Another issue may arise as regards the liability on the supplies made between the appointed date and the effective date. As stated earlier, although the scheme of arrangement comes into effect from the effective date (ROC filing), the same at times is made applicable from an earlier appointed date. In other words, the benefits, as well as liabilities from the appointed date, stands accrued to the resulting company. Sec. 85(2) of the CGST Act, 2017 provides that the transferee shall be liable to pay the tax from the date of transfer. Sec. 22(4) also provides for modalities for seeking the registration from the effective date. Hence a harmonious construction entails that the resulting company shall be liable to pay the tax on the supplies effected on and after the effective date.

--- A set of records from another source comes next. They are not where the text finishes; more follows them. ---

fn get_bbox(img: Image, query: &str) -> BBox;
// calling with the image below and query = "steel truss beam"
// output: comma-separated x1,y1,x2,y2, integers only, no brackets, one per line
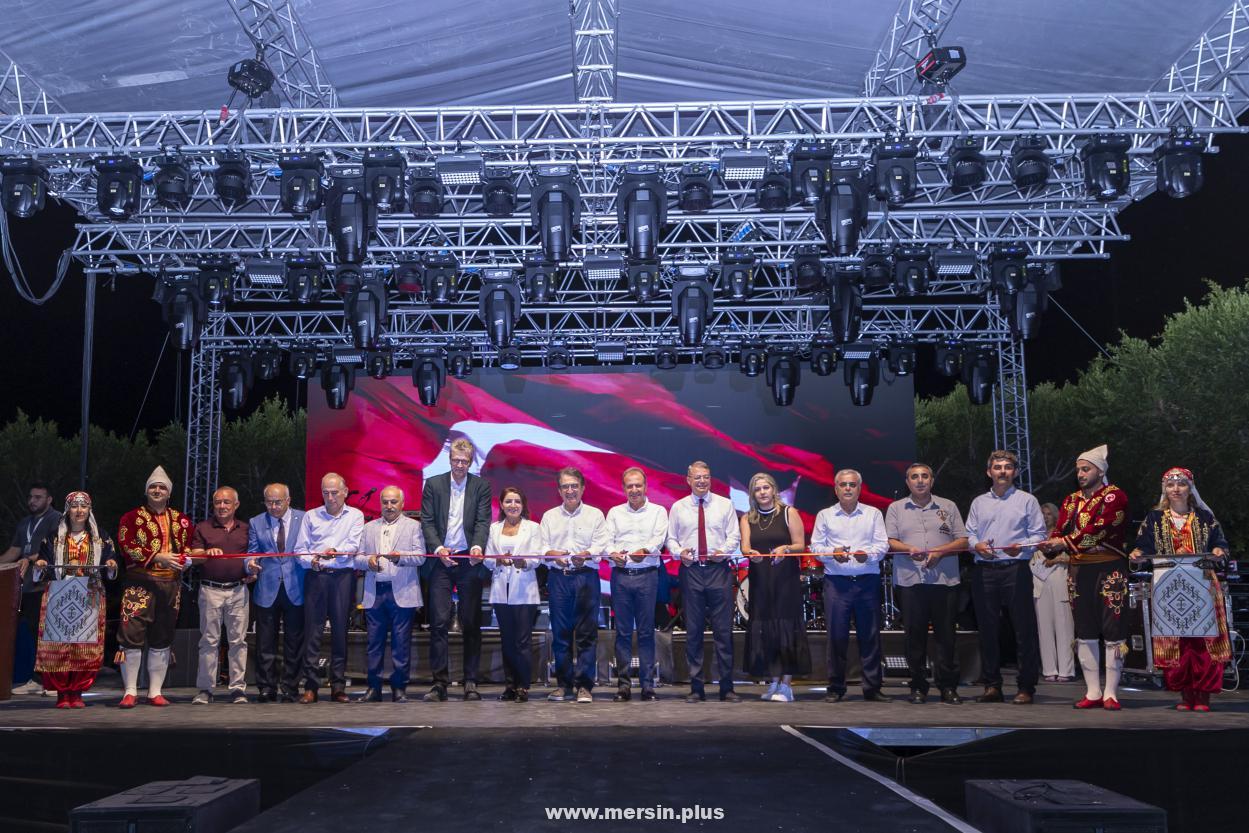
570,0,619,104
864,0,963,98
991,336,1031,491
228,0,338,108
185,319,223,521
0,52,63,116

Another issue may arise in a situation wherein a certain time elapses between the effective date and the actual date from which the resulting company can start issuing the tax invoices in its name. This could be due to the time needed to obtain approvals under other laws (post the issuance of the certificate of incorporation by ROC). During the said time span, the resulting company may continue to use the identity of the demerged company for operational purposes. In such a situation, one may consider putting an appropriate clause in the scheme of arrangement providing for the extension of the effective date to complete various compliances with the laws. It can therefore be contended that the approval granted by NCLT to the said scheme is required to be read into Sec. 85(2) of the CGST Act, 2017 to determine the date from such the resulting company shall be liable to pay the tax. One may also refer to the decision in the case of L and T Hydrocarbon Engineering Ltd. v. UOI (SCA No. 11308 of 2019) (Guj.) wherein it has been held that demand of the excise duty again from the successor entity on which excise duty had already been deposited by the transferor cannot be sustained. It was also held that the Central excise department is bound by the Order of the High Court approving the scheme of the demerger and that duty paid by the transferor ought to have been adjusted against the duty, if any, payable by the transferee. The Court also observed that this may not be a problem peculiar to the central excise law alone as such disputes can equally arise under the GST laws also.

Conclusion

A perusal of the above discussion indicates that several issues shall arise under GST in the context of the demerger. One is required to understand the same and accordingly guide the trade to ensure compliance. Proper study and care shall certainly add value to the trade and industry.